A 1950 congressional report, “Employment of Homosexuals and Other Sex Perverts in Government,” declared, “It is an accepted fact among intelligence agencies that espionage organizations the world over consider sex perverts who are in possession of or have access to confidential material to be prime targets where pressure can be exerted.”

Assange, a native of Australia with an anti-American and anti-military bent, has a criminal record for illegal computer hacking. He is himself under investigation and facing deportation from Britain for alleged sex crimes.

With lawyers for Manning insisting that he had “gender identity” problems, it is significant that Rowan Scarborough of The Washington Times reports that “the gay rights movement’s next battleground is to persuade the Obama administration to end the armed forces’ ban on ‘transgenders,’ a group that includes transsexuals and cross-dressers.”

The paper quoted Vincent Paolo Villano, spokesman for the 6,000-member Center for Transgender Equality, as saying, “Our position is that the military should re-examine the policy, the medical regulations, so as to allow open service for transgender people.” The Times added that the Servicemembers Legal Defense Network, which pushed to end the military’s gay ban, is urging President Obama to sign an executive order prohibiting discrimination based on “gender identity.”

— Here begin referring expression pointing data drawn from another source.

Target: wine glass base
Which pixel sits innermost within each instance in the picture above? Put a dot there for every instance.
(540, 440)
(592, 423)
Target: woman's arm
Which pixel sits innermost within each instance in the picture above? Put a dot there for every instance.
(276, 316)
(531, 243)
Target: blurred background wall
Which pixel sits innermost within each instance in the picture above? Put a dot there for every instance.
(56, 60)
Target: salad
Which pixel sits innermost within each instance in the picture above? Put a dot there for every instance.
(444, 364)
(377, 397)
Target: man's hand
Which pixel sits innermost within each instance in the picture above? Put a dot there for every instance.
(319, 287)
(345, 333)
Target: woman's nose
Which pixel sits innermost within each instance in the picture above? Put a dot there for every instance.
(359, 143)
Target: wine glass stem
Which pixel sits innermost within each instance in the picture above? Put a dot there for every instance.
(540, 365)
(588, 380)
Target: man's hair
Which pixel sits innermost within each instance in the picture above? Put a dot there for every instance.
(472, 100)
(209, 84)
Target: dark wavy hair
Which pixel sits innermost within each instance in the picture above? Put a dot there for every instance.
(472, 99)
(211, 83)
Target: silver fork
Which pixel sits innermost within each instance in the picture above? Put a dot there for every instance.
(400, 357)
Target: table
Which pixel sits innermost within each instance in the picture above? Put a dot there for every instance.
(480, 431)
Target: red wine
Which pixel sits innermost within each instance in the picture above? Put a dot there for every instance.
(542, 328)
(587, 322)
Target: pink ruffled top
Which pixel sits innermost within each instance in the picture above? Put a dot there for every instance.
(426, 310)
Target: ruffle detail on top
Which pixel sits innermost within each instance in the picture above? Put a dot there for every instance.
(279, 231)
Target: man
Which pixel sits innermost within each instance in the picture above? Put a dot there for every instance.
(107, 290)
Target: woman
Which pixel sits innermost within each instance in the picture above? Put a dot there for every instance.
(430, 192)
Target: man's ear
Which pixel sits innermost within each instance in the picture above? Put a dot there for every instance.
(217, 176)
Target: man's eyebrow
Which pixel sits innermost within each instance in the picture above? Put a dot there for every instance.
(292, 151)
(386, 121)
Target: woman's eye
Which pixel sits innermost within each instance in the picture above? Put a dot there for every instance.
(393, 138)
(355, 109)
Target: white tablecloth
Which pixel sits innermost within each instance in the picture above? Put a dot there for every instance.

The National Center for Transgender Equality (NCTE), which received $50,000 from the Soros-funded Open Society Institute in 2007, has issued a statement that “Don’t Ask, Don’t Tell” was “a discriminatory law and it needed to go” but that transgender servicemembers “continue serving in silence” and that crossdressers should be able to serve openly in the U.S. Armed Forces.

Cliff Kincaid is the Director of the AIM Center for Investigative Journalism, and can be contacted at cliff.kincaid@aim.org.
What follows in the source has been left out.